“We are working very hard everyday to become more than a knitwear line,” says Tomomi.
It’s one thing when huge fashion corporations take a portion of their profits and donate them to charity. It’s a whole other ballgame when a budding boutique label steps onto the scene and earmarks charitable giving as part of its philosophy.
But that’s what Tomomi Egawa has done. As founder and designer of her namesake New York-based Japanese knitwear line, Tomomi launched her brand in the Big Apple, then re-launched it in early 2017 — without the mark-ups — and with a conscious goal in mind to donate 10 per cent of profits to The Humane Society International and another 10 per cent to the Memorial Sloan Kettering Cancer Center in New York.

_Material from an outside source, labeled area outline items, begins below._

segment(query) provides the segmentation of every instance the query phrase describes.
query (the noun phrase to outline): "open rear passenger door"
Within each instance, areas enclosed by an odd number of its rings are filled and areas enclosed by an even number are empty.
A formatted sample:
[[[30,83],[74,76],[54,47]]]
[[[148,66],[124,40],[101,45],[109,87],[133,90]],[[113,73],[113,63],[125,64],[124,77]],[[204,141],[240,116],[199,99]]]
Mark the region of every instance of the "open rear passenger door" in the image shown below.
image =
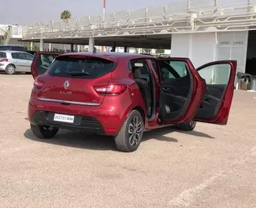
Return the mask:
[[[191,121],[202,100],[206,82],[188,58],[158,59],[159,119],[177,124]]]
[[[233,98],[236,60],[208,63],[197,71],[206,80],[206,90],[194,120],[226,125]]]
[[[40,75],[46,72],[51,62],[63,53],[43,52],[40,51],[35,54],[35,57],[31,66],[31,72],[34,79]]]

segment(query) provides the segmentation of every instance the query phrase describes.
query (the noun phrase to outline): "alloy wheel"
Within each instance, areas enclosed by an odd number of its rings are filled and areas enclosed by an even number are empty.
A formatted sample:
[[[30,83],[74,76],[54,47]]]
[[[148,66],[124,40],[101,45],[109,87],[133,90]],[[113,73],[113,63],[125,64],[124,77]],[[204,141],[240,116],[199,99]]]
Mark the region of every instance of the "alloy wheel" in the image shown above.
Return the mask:
[[[137,145],[141,140],[143,133],[143,123],[138,116],[134,116],[128,126],[129,144],[131,146]]]
[[[15,71],[15,68],[12,65],[11,66],[8,66],[6,71],[7,71],[8,74],[13,75],[14,73],[14,71]]]

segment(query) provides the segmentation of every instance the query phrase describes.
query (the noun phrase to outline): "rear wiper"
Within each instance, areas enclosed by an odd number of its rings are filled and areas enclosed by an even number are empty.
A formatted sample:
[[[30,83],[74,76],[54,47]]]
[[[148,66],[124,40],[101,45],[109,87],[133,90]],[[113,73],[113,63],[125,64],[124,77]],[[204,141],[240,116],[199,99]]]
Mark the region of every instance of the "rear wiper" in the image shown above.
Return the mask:
[[[82,72],[82,71],[72,71],[69,72],[69,76],[83,76],[83,75],[90,75],[89,72]]]

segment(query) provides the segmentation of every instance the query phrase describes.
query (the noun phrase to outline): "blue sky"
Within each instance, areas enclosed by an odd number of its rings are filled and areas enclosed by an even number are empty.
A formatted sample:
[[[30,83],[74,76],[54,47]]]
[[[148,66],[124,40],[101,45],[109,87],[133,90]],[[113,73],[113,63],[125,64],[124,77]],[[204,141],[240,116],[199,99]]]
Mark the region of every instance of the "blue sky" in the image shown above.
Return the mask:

She went on to launch The Loop Project® to give back to communities and spread environmental protection awareness. Believing that wool production relies on various communities’ support — from animals to factory workers, and their lands — Tomomi had a simple belief that lending support had a domino effect in taking care of and helping others succeed. “Just as our knitwear is created through a series of connected loops, our communities require cooperative circles or loops to succeed.”
As part of the project, the brand promises to “make less and take less through transparent sales”. The brand also does away with excessive packaging which contribute to unnecessary clutter and negatively impacts the environment.
Not content with her efforts, Tomomi recently launched a new project called GIVE, a holiday donation drive for ill children. An extension of The Loop Project®, the aim is to encourage people to donate knitted goods and bring warmth and happiness to children in need this holiday season.
“We are working very hard everyday to become more than a knitwear line, and there is so much that we [can] do,” says Tomomi. Aligned with her brand’s minimalist aesthetic, the goal is simple. And even though Tomomi is one person, and one brand, the ripple effect of her work has the potential to be life-changing to communities near and dear to her.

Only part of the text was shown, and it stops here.